Dylan took one bite, and refused to eat any more. He asked for pepper like I had. It didn't help. He wouldn't eat it. However, he also wouldn't admit he didn't like it. Not another bite of fake mac & cheese would pass his lips, but he seemed utterly incapable of disparaging it.
Ryan ate all of his mac & cheese and several servings of pineapple. I could tell that Ryan didn't really like the mac & cheese, but he wouldn't admit it either.
After the
Burger King experiences of the last few months, I've been thinking a lot about kids' palates and the effects of advertising on kids. I've come to believe that we as parents unintentionally conspire with the advertising industry to make our kids like chemical-laden crap.
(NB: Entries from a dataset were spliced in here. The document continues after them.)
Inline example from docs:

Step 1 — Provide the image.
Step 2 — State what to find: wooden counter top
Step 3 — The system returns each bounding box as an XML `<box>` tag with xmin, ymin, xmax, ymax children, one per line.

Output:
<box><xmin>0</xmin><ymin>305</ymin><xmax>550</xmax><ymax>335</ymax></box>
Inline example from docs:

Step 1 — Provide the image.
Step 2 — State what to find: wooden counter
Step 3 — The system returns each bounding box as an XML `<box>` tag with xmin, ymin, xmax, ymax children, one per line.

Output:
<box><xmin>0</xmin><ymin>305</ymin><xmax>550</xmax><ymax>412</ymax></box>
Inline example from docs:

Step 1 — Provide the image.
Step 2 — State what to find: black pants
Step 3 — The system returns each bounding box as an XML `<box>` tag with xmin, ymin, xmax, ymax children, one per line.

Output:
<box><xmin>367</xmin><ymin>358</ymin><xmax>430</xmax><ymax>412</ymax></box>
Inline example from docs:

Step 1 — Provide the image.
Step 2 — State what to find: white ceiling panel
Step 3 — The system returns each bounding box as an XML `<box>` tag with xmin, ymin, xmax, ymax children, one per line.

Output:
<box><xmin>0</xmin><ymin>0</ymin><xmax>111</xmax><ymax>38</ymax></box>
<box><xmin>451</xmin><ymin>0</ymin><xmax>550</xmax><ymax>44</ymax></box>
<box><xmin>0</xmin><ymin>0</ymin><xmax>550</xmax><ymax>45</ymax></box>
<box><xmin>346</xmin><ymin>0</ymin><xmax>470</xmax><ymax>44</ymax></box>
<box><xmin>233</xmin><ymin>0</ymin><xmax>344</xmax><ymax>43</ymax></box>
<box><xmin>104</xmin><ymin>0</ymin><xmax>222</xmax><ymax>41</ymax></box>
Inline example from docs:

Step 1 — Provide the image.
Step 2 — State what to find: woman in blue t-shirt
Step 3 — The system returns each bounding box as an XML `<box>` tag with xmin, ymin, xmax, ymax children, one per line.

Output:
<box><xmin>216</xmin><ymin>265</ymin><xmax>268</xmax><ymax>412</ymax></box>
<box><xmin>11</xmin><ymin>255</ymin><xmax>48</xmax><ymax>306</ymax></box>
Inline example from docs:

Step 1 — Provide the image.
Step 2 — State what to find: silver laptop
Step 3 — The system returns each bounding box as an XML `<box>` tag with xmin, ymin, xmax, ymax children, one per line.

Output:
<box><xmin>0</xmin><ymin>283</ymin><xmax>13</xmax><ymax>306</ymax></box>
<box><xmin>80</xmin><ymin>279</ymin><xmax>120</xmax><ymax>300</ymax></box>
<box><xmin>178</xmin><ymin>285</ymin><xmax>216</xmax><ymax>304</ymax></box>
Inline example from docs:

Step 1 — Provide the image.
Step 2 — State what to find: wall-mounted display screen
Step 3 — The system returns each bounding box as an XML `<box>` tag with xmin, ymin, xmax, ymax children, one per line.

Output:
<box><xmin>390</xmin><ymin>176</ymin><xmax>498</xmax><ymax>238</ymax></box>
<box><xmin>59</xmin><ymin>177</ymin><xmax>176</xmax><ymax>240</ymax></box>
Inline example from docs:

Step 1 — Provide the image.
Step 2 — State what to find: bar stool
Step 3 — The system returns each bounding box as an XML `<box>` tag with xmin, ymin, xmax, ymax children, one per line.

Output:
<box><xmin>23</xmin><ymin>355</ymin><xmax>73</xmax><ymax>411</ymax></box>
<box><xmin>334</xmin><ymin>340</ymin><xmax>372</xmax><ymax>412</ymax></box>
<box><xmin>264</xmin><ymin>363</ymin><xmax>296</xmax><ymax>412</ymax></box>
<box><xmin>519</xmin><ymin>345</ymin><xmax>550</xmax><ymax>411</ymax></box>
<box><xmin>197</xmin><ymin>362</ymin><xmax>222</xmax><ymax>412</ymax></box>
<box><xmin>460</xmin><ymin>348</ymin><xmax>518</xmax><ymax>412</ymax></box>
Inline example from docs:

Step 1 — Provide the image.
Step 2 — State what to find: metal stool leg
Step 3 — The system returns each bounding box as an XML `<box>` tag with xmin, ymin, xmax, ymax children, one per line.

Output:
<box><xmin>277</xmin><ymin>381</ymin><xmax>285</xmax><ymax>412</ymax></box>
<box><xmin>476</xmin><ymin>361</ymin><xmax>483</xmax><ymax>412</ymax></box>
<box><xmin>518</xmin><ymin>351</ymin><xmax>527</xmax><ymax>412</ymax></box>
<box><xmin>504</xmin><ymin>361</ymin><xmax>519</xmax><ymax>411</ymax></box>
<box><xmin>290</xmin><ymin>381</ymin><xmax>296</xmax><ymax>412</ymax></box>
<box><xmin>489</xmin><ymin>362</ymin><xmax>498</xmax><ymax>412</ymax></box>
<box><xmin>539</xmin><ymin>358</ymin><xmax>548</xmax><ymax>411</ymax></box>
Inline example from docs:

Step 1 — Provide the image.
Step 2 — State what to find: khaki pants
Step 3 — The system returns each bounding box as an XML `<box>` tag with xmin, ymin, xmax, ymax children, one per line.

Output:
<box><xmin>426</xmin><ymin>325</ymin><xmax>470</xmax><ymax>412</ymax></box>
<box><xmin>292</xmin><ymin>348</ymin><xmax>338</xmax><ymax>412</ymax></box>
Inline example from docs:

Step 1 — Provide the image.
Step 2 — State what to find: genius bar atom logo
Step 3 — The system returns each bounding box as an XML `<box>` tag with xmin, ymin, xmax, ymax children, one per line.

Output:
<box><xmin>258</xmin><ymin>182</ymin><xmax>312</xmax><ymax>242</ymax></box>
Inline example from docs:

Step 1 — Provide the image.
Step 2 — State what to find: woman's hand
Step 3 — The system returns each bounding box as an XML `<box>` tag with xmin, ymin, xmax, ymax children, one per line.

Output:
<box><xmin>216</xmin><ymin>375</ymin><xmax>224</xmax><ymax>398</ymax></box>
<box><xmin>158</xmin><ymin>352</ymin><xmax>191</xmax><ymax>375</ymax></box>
Dylan is a pretty healthy eater, when his emotions aren't in control. He loves eating oat bran with PopPop, spinach salad with Grandma, and anything his parents are eating. His main criteria seems to be that if it comes from your plate, he likes it. However, with the exception of canned soups, he refuses most heavily processed food. He rejects fast food burgers, frozen french fries, all Chef Boyardee products, and now mac & cheese.
Ryan used to be the same way. However, he had a year of school lunches, and he learned that the choices were to eat processed food or starve. Of course, bringing lunch from home was also a choice, but peer pressure took care of that: all the cool kids had "hot lunch". So he's had plenty of fake lasagna, canned spaghetti, and powder-based cheese products.
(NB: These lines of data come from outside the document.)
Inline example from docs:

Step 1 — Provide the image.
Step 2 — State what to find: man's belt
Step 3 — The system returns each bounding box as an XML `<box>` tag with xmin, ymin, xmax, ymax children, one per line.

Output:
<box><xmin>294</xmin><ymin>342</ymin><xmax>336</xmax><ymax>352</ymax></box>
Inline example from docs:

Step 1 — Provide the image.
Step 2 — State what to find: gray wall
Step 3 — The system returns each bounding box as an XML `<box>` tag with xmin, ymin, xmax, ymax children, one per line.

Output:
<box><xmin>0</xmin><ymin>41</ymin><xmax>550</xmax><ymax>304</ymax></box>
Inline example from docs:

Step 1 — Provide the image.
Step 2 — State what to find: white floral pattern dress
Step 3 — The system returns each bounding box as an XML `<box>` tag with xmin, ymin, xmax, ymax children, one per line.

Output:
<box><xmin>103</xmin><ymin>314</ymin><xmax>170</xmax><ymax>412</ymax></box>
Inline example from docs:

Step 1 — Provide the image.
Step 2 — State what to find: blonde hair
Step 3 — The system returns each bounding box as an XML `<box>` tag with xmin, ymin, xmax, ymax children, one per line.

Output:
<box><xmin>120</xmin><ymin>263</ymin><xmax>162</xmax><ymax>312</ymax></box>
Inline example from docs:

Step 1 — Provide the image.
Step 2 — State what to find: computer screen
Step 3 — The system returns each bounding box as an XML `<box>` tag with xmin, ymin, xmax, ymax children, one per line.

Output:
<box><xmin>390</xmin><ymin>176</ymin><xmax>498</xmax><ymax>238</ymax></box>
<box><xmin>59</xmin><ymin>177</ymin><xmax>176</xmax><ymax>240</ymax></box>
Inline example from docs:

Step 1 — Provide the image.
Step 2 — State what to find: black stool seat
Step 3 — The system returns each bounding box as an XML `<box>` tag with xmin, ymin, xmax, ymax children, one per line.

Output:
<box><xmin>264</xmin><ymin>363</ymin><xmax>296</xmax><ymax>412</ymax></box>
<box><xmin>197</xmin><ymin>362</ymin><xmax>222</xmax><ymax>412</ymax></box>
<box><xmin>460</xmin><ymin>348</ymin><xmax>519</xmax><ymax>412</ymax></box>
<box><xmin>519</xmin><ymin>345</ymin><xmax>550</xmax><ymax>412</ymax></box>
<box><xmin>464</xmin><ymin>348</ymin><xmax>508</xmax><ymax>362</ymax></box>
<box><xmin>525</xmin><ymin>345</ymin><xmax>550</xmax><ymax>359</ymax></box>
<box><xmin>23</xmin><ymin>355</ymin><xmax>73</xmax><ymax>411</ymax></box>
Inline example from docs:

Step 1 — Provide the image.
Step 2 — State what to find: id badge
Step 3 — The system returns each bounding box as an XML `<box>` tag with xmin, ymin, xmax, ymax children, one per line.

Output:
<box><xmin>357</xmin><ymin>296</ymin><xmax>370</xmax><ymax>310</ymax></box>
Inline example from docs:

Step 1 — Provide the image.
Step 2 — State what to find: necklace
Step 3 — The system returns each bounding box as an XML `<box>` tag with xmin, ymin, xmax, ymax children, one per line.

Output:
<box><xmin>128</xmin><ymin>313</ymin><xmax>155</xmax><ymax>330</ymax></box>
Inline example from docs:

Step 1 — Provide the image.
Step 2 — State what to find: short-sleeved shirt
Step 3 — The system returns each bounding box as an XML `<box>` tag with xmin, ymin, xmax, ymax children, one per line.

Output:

In other words, it took training to get Ryan to eat heavily processed food. The school lunch program did its part, but I also contributed. Some was laziness, making frozen chicken nuggets and hot dogs on nights I was tired or desperate. But I also wanted to share some of the things I loved from my childhood with him. I was the one who introduced Ryan to Spaghetti-Os, because I used to love them. He was grossed out by them, but he wanted to please me, so he made a solid effort. I tasted them, and I can see his point. But I also see how, with enough effort, I could turn him into a Chef Boyardee fan, just like I did with Oscar Meyer Weiners.
What scares me a little is how much advertising contributes to shaping the kids' tastes. Dylan wanted Cheese Me because he'd seen it on TV. Every day the boys request new food products because they're advertising during cartoon time. I believe that his refusal to say he disliked it is because the commercials showed that bigger kids like it. The ads he sees on TV are shaping his ideas of what it means to be a kid, and what he's supposed to like and dislike. I find that really disturbing. I want him to raise him to use his own judgement.
If I was a really skilled parent, I would have taken the opportunity to discuss how great the product looked on TV and what a disappointment it was. We would have had a heart-to-heart about advertising as a business and the cult of consumerism. However, I have no idea how to have that kind of conversation with a 3-year-old. Maybe I'll have the talk with Ryan and let him explain it to Dylan.
There is another alternative, of course. I could turn off the TV.